Who is the violent new Last Son of Krypton in Action Comics #687?
Action Comics: #687
Triangle Number 1993 – 12
Writer: Roger Stern
Penciler: Jackson Guice
Inker: Denis Rodier
Colorist: Glenn Whitmore
Letterer: Bill Oakley
The Last Son of Krypton Is Back! the direct market edition of Action Comics #687 proclaims, featuring a die-cut cover that opens to reveal a large portrait of the visored Superman. As Adventures of Superman #500 ended, readers were left with four Supermen to choose from, one or none of them may in fact be the real deal, but it’s clear that Superman is on his way back.
In Antarctica, a being of pure energy manifests in Superman’s Fortress of Solitude. The energy being has vague memories of a life, of a battle, but none of death; until he sees the news reports showing Superman’s final battle with Doomsday. The energy being merges with Superman’s inert body, while at the same time frying Lex Luthor’s surveillance devices in the tomb.
Meanwhile, Bibbo Bibbowski decides to start living up to the legend of his fav’rit. He puts on a Superman tee-shirt, red gym shorts over blue jogging pants, and red running shoes, to be the hero the city needs him to be. Sure he can’t do all the things that Superman could, but he can do small things to change the city, and that’s what Superman would have wanted from anybody.
Back at the Fortress, the new Superman draws power from a Kryptonian Regeneration Matrix, similar to the Birthing Matrix that had brought him to Earth in the first place. This new Superman has energy blasts that emanate from his hands, but at the cost of his vision powers; his eyes too sensitive to not be protected by a golden visor. This Superman looks to the cultists bearing his symbol as people who cry out for his assistance.
It is here where we get the scene that was alluded to on the TVs that Lois watched in Adventures of Superman #500: A woman is being assaulted by a masked man with a gun, and in the process of saving her life, he throws the criminal through a wall, killing him. This is a more violent and deadly Superman, one that hearkens to other popular comics heroes of the time like Punisher, Wolverine, or Spawn.
As Lex learns of Superman’s body disappearing again, he throws a fit about the security tapes that were wiped clean by the energy being. Supergirl once more is overcome with hope, however, and leaves to start searching out the four reported Supermen.

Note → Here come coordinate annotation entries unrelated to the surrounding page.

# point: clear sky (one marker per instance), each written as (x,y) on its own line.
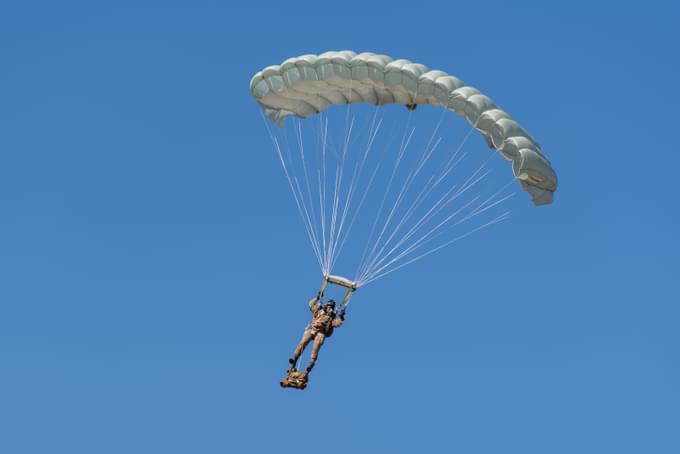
(154,271)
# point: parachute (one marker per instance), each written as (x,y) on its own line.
(308,85)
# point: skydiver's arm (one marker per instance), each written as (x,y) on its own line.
(340,319)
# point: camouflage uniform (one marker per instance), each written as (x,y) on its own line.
(319,329)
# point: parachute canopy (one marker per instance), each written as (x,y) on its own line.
(306,85)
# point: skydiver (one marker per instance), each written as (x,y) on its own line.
(324,320)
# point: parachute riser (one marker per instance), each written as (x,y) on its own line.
(341,282)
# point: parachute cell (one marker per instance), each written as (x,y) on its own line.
(306,85)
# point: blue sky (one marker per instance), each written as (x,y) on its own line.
(154,272)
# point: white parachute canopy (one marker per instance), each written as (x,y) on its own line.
(423,198)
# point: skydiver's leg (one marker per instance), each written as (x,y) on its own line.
(306,337)
(318,342)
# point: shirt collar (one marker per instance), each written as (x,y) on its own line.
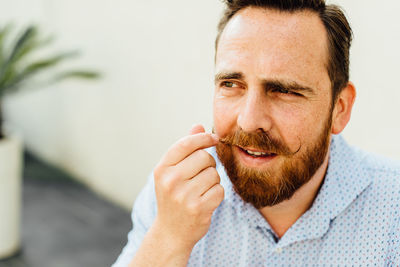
(345,179)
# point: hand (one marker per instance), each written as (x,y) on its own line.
(188,189)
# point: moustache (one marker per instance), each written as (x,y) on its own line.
(258,140)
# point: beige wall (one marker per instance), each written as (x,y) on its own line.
(157,60)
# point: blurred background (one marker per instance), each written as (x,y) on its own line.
(156,65)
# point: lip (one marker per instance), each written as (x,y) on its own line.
(252,149)
(255,162)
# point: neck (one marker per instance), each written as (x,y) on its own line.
(283,215)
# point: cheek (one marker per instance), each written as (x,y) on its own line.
(224,118)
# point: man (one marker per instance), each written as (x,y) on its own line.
(277,186)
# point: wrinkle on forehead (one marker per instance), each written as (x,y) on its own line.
(284,42)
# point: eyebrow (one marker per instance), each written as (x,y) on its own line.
(287,85)
(228,76)
(268,84)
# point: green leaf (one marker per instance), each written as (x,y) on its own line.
(78,74)
(3,34)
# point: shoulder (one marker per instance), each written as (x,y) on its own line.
(384,174)
(385,171)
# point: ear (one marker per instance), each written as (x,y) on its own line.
(343,106)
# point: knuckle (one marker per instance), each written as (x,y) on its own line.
(167,184)
(193,208)
(179,199)
(184,144)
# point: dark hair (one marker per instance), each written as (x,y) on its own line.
(335,22)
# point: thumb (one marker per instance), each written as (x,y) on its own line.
(196,128)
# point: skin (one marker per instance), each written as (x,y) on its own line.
(265,45)
(260,45)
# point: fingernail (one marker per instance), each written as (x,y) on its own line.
(215,137)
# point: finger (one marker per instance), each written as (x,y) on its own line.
(186,146)
(193,164)
(197,128)
(202,182)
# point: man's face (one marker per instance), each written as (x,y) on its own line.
(272,102)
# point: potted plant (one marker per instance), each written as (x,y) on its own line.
(17,67)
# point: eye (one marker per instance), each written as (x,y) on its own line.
(286,92)
(228,84)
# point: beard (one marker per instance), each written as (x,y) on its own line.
(263,188)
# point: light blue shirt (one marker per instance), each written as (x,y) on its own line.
(354,220)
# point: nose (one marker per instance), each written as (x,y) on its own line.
(254,112)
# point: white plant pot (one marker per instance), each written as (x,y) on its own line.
(10,195)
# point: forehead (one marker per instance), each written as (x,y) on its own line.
(274,43)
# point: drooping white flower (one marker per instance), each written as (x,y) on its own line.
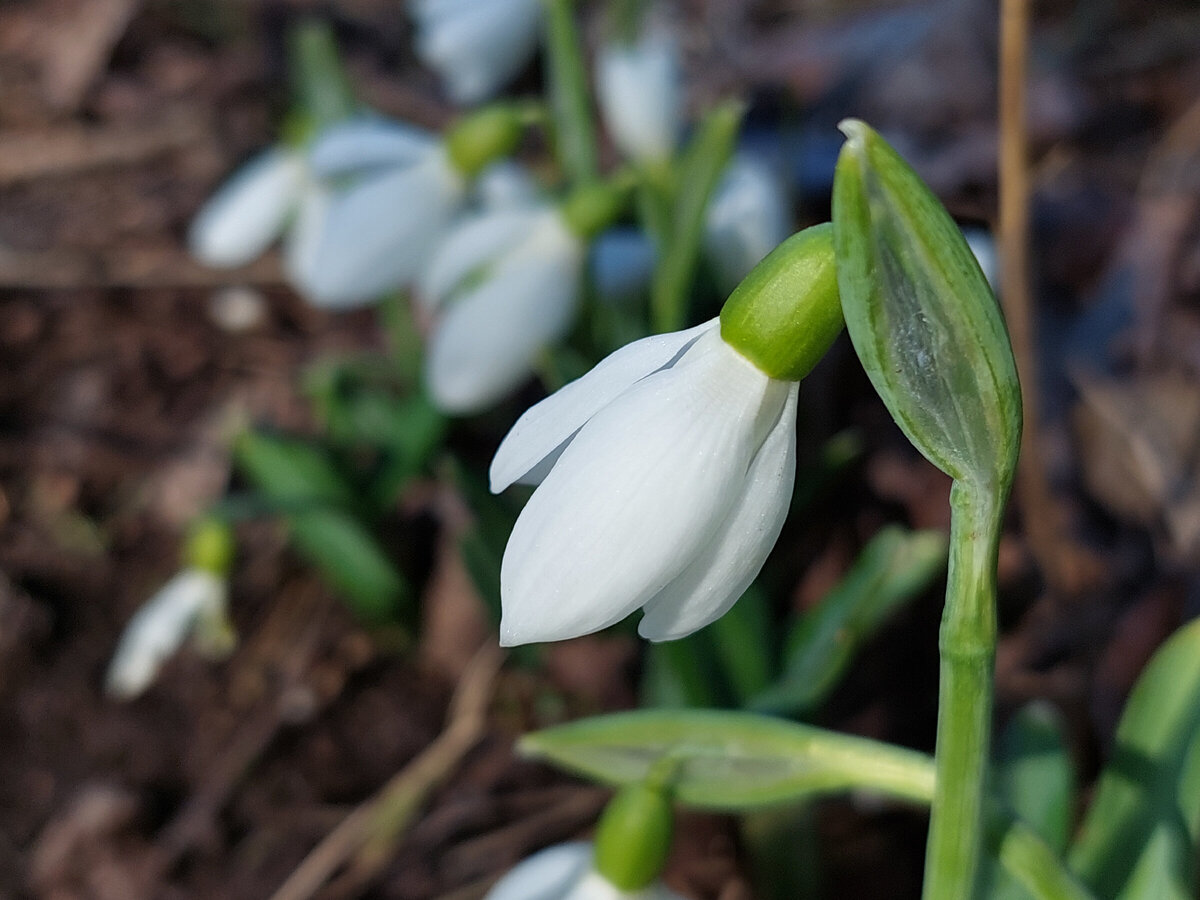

Finally, we get a callback to Superman’s first public appearance, all those years ago, when he saved an experimental spaceplane from crashing in Metropolis, thus saving the life of, among others, one, Lois Lane. The visored Superman saves a plane from crashing, but he does so without emotion, without compassion. As history repeats and a mob closes around him, he takes Lois into his arms to remove her to a more discrete location. The visored Superman leaves Lois with the knowledge that while he has returned, the Clark Kent she knew is gone, perhaps forever, leaving Lois as heartbroken as she has been since Clark’s death.
One last thing that all these introductory issues to “Reign of the Supermen” had was a two-page, pull-out poster at the center of the comic where the staples were. Each of them as the main art team for the book drawing a poster of their book’s Superman. Amazingly, even when you find the issues in dollar bins at comic cons across the country, most will still have that poster. All four are also included as back-matter in the recent reprintings of the saga; though not in the original trade paperback or that ill-fated 2007 omnibus.